The most recent installment is this article by David Savage in Saturday's Los Angeles Times.  He brings up the old Hudson v. McMillian controversy from 1992.  Justice Thomas's dissent in this case is among the most misrepresented opinions in the modern history of the Court.
The question was whether a prisoner had an Eighth Amendment claim against a prison guard for a beating.  Justice Thomas's opinion was that the Eighth Amendment is addressed to sentencing and not to acts by guards unauthorized by the sentence.  That opinion is entirely in accord with the historical understanding of that amendment.  He most certainly did not say that beatings by prison guards were legal or that prisoners had no redress.  He said that the prohibition and the remedy came from other sources of law, not the Eighth Amendment.

That critically important point is absent from the L.A. Times story.  Instead, it ends the Hudson discussion with the statement, "Thomas' approach would permit the torturing of prisoners, Justice Harry Blackmun said."  That may or may not be an apt paraphrase of Justice Blackmun's overheated opinion, but it is surely wrong in its assessment of Justice Thomas's opinion.  His approach most emphatically would not permit the torturing of prisoners.  Here is what he actually wrote:

Abusive behavior by prison guards is deplorable conduct that properly evokes outrage and contempt.  But that does not mean that it is invariably unconstitutional.

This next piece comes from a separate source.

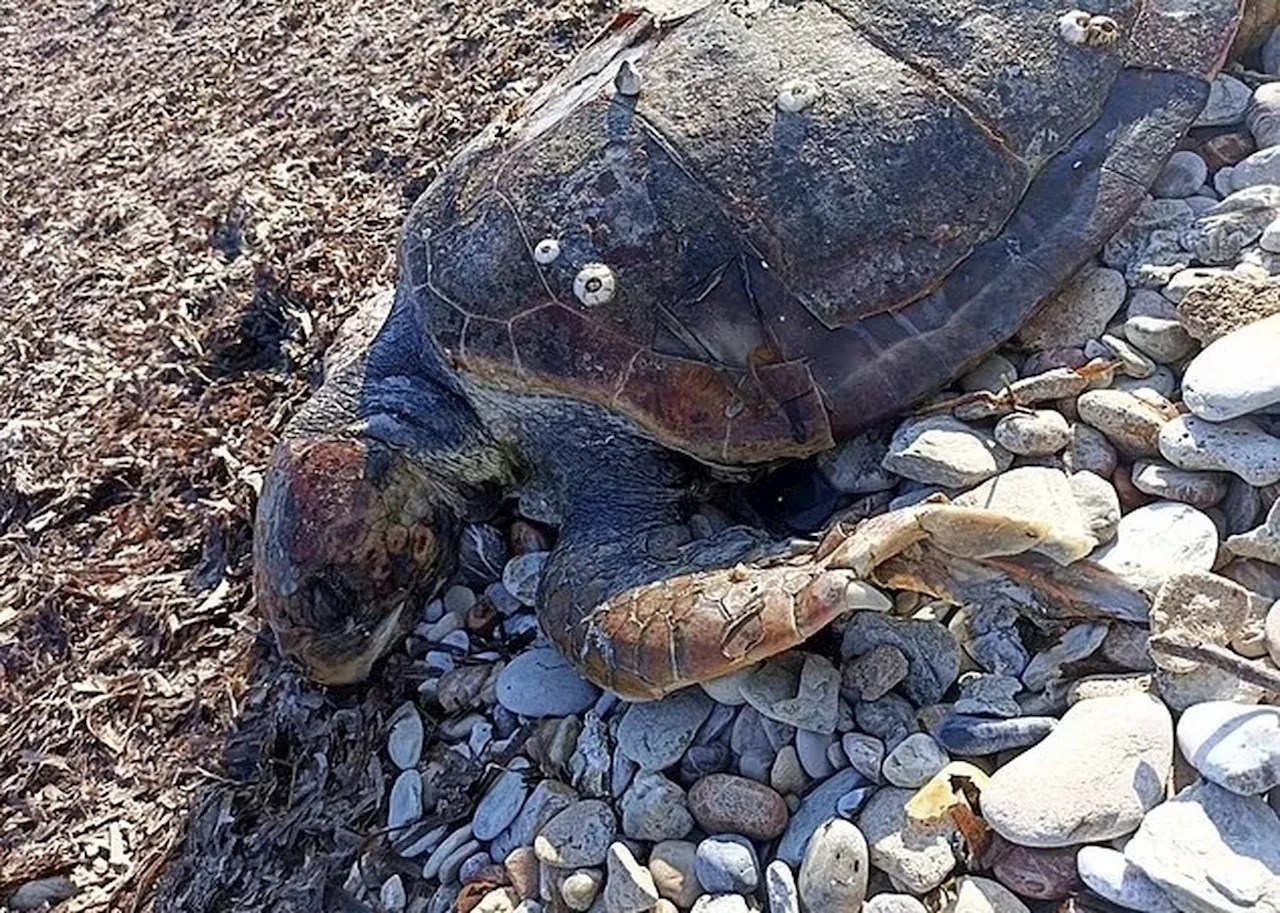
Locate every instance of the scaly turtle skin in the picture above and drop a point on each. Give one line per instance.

The Eighth Amendment is not, and should not be turned into, a National Code of Prison Regulation. To reject the notion that the infliction of concededly "minor" injuries can be considered either "cruel" or "unusual" punishment (much less cruel and unusual punishment) is not to say that it amounts to acceptable conduct. Rather, it is to recognize that primary responsibility for preventing and punishing such conduct rests not with the Federal Constitution but with the laws and regulations of the various States.

Petitioner apparently could have, but did not, seek redress for his injuries under state law.  Respondents concede that if available state remedies were not constitutionally adequate, petitioner would have a claim under the Due Process Clause of the Fourteenth Amendment.  [Citations.]  I agree with respondents that this is the appropriate, and appropriately limited, federal constitutional inquiry in this case.
The dispute is not over the existence of a right or the existence of a remedy, but only over which part of the law provides one.  Would anyone who had not read the opinion get that from the L.A. Times story?  I certainly wouldn't have gotten if it I didn't already know it.